Figure 2A demonstrates the lack of TP immunolabeling in a normal liver section in which the primary antibody was omitted (negative control). Figure 2B (low magnification) and 2C (high magnification) illustrate TP immunoreactivity in a normal liver section. In Figure 2C, the arrowhead and circle, (Figure 2C) point to TP immunostained nuclei and cytoplasm of hepatocytes, while the arrow indicates non-hepatocytic cells with features of bile duct elements. Also, note the lack of any TP immunolabeling in a MNGIE liver section (Figure 2D). Calibration bars  = 20 µm and 50 µm in 2C, 2D and 2A, 2B, respectively.
Figure 3
Figure 3. TP immunoreactivity in the duodenum and skeletal muscle of control and in a MNGIE patient.
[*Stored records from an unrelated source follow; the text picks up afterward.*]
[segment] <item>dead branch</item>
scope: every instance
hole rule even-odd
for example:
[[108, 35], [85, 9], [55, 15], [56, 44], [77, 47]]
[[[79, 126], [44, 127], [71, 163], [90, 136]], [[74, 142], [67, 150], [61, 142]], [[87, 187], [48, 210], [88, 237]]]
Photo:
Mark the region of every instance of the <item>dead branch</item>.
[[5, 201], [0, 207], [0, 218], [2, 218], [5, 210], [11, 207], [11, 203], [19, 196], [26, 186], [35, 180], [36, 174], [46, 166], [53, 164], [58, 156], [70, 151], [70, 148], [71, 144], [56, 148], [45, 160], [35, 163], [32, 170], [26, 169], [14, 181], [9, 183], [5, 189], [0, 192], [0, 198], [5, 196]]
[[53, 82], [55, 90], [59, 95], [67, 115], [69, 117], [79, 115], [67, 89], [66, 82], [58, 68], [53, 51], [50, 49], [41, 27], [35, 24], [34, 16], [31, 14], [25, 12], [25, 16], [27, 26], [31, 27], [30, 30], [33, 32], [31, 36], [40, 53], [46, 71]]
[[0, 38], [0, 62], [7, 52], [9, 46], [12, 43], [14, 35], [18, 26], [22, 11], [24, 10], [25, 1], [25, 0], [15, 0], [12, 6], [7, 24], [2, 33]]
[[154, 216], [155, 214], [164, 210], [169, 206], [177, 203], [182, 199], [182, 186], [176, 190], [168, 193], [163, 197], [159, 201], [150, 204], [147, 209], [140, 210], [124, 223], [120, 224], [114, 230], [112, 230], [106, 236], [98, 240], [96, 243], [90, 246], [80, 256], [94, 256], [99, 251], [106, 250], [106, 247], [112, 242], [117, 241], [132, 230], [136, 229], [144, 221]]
TP immunolabeling is lacking in a tissue section of normal duodenal mucosa in which primary antibody was omitted (negative control) (Figure 3A). Figure 3B (low magnification) and 3C (high magnification) show TP immunolabeling in the control mucosa. The black arrow indicates TP immunolabeled cells with features of immunocytes distributed throughout the lamina propria; the rectangle shows a less intense TP immunostaining in the cytoplasm of cells with features of fibroblasts. The dotted line area in figure 3D indicates a myenteric plexus displaying TP immunolabelling in non-neuronal cells (likely glial cells). Note the lack of TP immunolabeling in the mucosal lamina propria (Figure 3E) and myenteric plexus (dotted line) of a MNGIE patient (Figure 3F). The TP immunolabeling was negative also in normal (Figure 3G) and MNGIE (Figure 3H) skeletal muscle. Calibration bars  = 20 µm and 50 µm in 3C, 3D, 3E, 3F, 3H and 3A, 3B, 3G respectively.
Figure 4
Figure 4. TP concentration and distribution in a panel of selected human tissues.
The graph reports the A.U. calculated normalizing TP chemioluminescent signal on total proteins. Data are reported as mean ± SD using bone marrow as calibrator tissue. The TP concentrations vary significantly among different tissues (P< 0.05 one way ANOVA non-parametric test; *P< 0.05 Tukey's post-test).
Figure 5
Figure 5. TYMP mRNA transcription in a panel of healthy human tissues.
The amount of TYMP mRNA has been reported ± SD. Bone marrow was used as a calibrator tissue. TYMP mRNA expression did not vary significantly in bone marrow, liver, and duodenal mucosa. No TYMP transcript was found in skeletal muscle.